Bitstamp, BTC-E, Bitfinex, Coinbase, Cryptsy have since taken on the roles of de facto dominant Bitcoin marketplaces in terms of presence and volume. There are a few other large players involved in this space but let’s focus on these.
Bitstamp, based in United Kingdom, originally in Slovenia, and founded in 2011 as an alternative to MtGox by CEO Nejc Kodrič and co-founder Damijan Merlak is the world’s second largest Bitcoin Exchange by volume. Bitstamp strives to be as transparent and well-regulated as possible. It is a popular and well-run bitcoin exchange. A high degree of transparency makes bitstamp highly regarded in terms of being able to track its records and finances to ensure everything is on the level. Meaning the bitcoins claimed to be there all are and not in a money blackhole.
- Offers an API to allow clients to use custom software to access and control their accounts
- Bitcoin only no other cryptocurrencies accepted
- High liquidity and competitive prices
- Dollar and Euro deposits through bank account or SEPA
- Reasonable fees on commission for trades
- Two-factor authentication recommended
- Basic trading tools
BTC-E, is the least transparent and most mysterious of the current major cryptocoin exchanges out there. They launched trading in August of 2011. Not much is known about the operators of the site. Irregardless of this fact it is currently one of the most used in terms of volume of alt coins moving through it. Along with Bitstamp BTC-E.com shares the top slots as one of the major altcoin exchanges presently. It’s features are in Russian and English, which would point to eastern european or Russian organization as the owner/operators. To leave its name out of official records it uses third-party banking services. One such bank involved is located in the Czech Republic. Russian programmers Aleksey and Alexander are credited as being the Co-founders in an interview with Coindesk. The BTC-e managing company is said to be based in Cyprus. You’re able to make trades using currency pairings such as US Dollars, Russian Rubles, and Euros.

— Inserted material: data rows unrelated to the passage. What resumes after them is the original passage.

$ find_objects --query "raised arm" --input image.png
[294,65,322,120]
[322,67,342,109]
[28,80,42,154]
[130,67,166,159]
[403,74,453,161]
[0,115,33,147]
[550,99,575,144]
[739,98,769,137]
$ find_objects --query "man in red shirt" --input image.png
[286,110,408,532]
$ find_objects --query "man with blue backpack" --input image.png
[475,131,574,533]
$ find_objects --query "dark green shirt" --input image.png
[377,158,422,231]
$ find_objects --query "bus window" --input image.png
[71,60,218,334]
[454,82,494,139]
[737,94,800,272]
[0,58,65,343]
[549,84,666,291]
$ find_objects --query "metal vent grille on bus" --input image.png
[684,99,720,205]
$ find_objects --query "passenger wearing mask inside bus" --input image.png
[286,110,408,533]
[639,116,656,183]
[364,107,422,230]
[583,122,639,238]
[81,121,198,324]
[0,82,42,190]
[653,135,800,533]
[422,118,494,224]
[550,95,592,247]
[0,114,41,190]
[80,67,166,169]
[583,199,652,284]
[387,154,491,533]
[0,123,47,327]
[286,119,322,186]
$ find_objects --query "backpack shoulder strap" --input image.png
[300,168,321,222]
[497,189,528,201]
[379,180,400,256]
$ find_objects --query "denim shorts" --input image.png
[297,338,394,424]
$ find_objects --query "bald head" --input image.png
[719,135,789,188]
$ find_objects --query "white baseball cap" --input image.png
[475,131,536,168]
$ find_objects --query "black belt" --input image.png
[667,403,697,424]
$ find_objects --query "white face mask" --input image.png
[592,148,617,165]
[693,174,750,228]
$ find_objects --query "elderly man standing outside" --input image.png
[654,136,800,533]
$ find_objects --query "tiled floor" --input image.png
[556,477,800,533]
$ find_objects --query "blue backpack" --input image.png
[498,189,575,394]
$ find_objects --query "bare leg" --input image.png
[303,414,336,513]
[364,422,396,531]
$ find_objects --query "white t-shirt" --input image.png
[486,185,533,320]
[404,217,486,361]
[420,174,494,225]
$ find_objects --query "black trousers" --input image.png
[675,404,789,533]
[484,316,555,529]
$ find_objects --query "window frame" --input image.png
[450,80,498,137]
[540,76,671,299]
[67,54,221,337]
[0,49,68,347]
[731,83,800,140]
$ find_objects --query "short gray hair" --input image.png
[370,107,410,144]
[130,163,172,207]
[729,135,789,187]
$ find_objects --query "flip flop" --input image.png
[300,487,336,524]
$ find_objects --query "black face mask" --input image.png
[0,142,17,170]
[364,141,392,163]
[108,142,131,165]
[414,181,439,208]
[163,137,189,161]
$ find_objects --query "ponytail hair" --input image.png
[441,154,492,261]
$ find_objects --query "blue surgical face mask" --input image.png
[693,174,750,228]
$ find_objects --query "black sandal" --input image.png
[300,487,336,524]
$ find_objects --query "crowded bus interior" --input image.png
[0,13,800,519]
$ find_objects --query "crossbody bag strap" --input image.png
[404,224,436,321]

Bitfinex, trading site was founded in January 2013 by French developer Raphael Nicolle. The company that owns and operates Bitfinex is called iFinex is structured as a limited liability corporation in Hong Kong. The exchange is still in beta testing mode, with a few issues including less than stellar customer service. Nonetheless, it is being used very actively. It’s unique draw is that is allows for the ability to trade coins on margin and collect interest for it’s users.
Coinbase, based in San Francisco California is a bitcoin wallet and exchange service, founded by Brian Armstrong and Fred Ehrsam. Users of Coinbase can buy and sell bitcoins at the current market rate with a bank transfer in both the US and eighteen European countries for a fee of about 1% of the value of the transaction. Coinbase is noted for its reputation as having a user-friendly easy to use user interface. However it has been criticized for cancelled and delayed orders and unresponsive customer support.
Cryptsy, based in Delray Beach Florida and founded by Paul Vernon of Project investors inc. began operations on May 2013. Cryptsy trades in over 130 cryptocurrencies, and cryptocurrencies alone. There are no fiat government currency pairings trading on the exchange to date. Since creation is has seen rapid growth in both customer base and trade volume to the point of over 20k registered users with a volume of over 100k trades per day.
Bitstamp seems to be perceived as the main Bitcoin exchange. However as shown with Mt. Gox’s demise anything can happen. The main takeaway is just to remain diversified. It’s pretty reasonable to say be diversified and select a few exchanges that appeal to your purposes and spread your cryptocoins amongst 2 or 3 of them. That goes with how you store your cryptocoins on wallets as well. Spread your holdings amongst a few crypto wallets, exchanges, activate 2 step authentication for additional security, and just generally be smart about safeguarding your alt coins from crooks.